Bird v. New York State Thruway Authority

Charles Lambiase, J.

Claimant has filed this claim to recover for personal injuries sustained by him by reason of the alleged negligence on the part of New York State Thruway Authority, hereinafter called “ Thruway Authority ”, in the construction and in the maintenance of a portion of the public toll highway known as New York State Thruway located about two miles west of the point thereon known as Route 96 or Victor, New York Interchange, and because of the alleged negligence of an agent and/or employee of the Thruway Authority in operating on said Thruway an automibile, owned by it, and within the scope of his employment, in which automobile on January 11, 1956 claimant was lawfully riding as a passenger.

It is the position of claimant that at all times in the claim mentioned he was not an employee of the Thruway Authority, and that he was an independent contractor.

The Thruway Authority contends that at all times in the claim set forth, claimant was its employee, and that this claim must be dismissed for, as such, his sole and exclusive remedy is under section 11 of the Workmen’s Compensation Law of the State of New York,— it being uncontradicted that the Thruway Authority had complied with all the provisions of said Workmen’s Compensation Law with respect to its employees. Further, it maintains that no actionable negligence ag*ainst the Thruway Authority has been established, and that claimant is guilty of negligence proximately causing or contributing proximately to the happening of the accident resulting in his injuries.

Concededly, if at the time in question claimant was an employee of the Thruway Authority, the remedy provided by section 11 aforesaid would be exclusive, and the claim would have to be dismissed.
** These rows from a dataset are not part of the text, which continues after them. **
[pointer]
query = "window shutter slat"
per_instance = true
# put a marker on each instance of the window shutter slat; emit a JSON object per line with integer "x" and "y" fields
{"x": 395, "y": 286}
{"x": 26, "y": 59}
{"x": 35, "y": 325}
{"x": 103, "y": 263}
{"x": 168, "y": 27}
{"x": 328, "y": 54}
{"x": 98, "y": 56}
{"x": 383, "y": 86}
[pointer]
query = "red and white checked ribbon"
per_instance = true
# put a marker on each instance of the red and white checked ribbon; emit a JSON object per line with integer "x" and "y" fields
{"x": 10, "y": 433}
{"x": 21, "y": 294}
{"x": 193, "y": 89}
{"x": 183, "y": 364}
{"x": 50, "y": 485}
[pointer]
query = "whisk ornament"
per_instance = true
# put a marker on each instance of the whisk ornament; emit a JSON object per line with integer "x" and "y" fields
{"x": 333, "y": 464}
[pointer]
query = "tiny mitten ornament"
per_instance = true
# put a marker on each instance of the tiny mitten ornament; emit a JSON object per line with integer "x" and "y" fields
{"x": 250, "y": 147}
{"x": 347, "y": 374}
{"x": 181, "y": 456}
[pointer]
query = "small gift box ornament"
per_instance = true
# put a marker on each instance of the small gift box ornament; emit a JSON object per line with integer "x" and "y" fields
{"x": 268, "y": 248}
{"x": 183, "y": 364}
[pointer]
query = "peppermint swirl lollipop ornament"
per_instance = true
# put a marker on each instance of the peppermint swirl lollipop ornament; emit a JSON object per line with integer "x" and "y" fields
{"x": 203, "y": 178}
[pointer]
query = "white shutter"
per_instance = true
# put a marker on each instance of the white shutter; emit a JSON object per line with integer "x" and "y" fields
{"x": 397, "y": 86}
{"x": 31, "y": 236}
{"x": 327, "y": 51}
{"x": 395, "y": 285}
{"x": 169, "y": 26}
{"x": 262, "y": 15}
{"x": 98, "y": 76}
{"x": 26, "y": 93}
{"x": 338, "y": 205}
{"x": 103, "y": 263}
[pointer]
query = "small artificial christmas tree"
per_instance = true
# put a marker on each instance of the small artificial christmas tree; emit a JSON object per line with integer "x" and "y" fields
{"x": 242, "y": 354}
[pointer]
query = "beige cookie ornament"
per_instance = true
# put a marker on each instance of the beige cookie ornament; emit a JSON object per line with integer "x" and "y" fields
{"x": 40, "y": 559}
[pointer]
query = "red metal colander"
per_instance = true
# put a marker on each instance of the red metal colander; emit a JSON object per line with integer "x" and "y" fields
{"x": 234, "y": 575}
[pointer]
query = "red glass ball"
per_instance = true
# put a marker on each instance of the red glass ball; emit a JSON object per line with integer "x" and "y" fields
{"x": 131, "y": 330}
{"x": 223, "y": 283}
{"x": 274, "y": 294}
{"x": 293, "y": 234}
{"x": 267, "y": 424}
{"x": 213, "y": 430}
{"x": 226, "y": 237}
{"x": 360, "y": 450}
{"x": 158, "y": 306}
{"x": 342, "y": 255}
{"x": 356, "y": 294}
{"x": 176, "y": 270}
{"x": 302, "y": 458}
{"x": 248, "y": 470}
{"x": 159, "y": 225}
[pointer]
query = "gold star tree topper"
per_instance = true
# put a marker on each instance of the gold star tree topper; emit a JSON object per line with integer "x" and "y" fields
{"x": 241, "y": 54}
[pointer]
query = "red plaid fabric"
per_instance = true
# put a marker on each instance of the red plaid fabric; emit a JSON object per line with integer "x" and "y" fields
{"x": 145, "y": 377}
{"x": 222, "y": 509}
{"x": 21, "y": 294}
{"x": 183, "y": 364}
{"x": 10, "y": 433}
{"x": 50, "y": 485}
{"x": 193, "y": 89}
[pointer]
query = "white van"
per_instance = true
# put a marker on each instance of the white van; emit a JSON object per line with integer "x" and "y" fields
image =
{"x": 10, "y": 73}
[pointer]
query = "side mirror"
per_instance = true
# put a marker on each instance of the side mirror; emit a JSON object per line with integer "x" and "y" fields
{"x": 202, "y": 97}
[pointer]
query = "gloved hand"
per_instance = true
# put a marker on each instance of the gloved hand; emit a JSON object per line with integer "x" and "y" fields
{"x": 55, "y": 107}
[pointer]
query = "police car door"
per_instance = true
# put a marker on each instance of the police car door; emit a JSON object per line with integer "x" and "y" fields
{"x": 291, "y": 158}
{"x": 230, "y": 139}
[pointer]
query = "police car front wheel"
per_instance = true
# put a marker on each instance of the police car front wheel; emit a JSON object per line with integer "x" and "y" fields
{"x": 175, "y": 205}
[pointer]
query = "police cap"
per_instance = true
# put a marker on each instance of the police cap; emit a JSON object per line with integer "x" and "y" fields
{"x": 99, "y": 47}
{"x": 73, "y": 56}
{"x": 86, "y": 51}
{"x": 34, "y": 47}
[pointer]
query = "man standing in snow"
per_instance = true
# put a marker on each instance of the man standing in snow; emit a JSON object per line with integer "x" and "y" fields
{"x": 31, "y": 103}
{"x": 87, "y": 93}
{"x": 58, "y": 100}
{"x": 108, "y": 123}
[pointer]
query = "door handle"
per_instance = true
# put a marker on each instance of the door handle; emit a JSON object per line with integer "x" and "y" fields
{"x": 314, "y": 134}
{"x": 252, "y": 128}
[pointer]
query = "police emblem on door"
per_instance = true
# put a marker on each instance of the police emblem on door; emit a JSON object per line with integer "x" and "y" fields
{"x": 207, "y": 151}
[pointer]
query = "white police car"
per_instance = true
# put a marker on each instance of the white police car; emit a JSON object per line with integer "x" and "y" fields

It would seem, therefore, that we should consider first the question as to the relationship of claimant to the Thruway Authority on January 11, 1956. We pass to its consideration.

*205On January 11, 1956 claimant was, and since July 1, 1947 had been, an employee of the Department of Public Works of the State of New York and more particularly of the Bureau of Soil Mechanics thereof. His title and work was that of Senior Engineering Geologist. Some time prior to that date and on November 28,1955 the Thruway Authority, through its Chief Engineer, one C. H. Lang, had written a letter to one Eugene F. Gibbons, Chief Engineer of the New York State Department of Public Works, a copy of which letter is as follows:

At Twenty of our restaurant and gas station sites the water supply is obtained from wells. These wells were drilled under various contracts prepared and supervised under direction of Mr. McAlpin, Director of the Bureau of Soil Mechanics of the Department of Public Works.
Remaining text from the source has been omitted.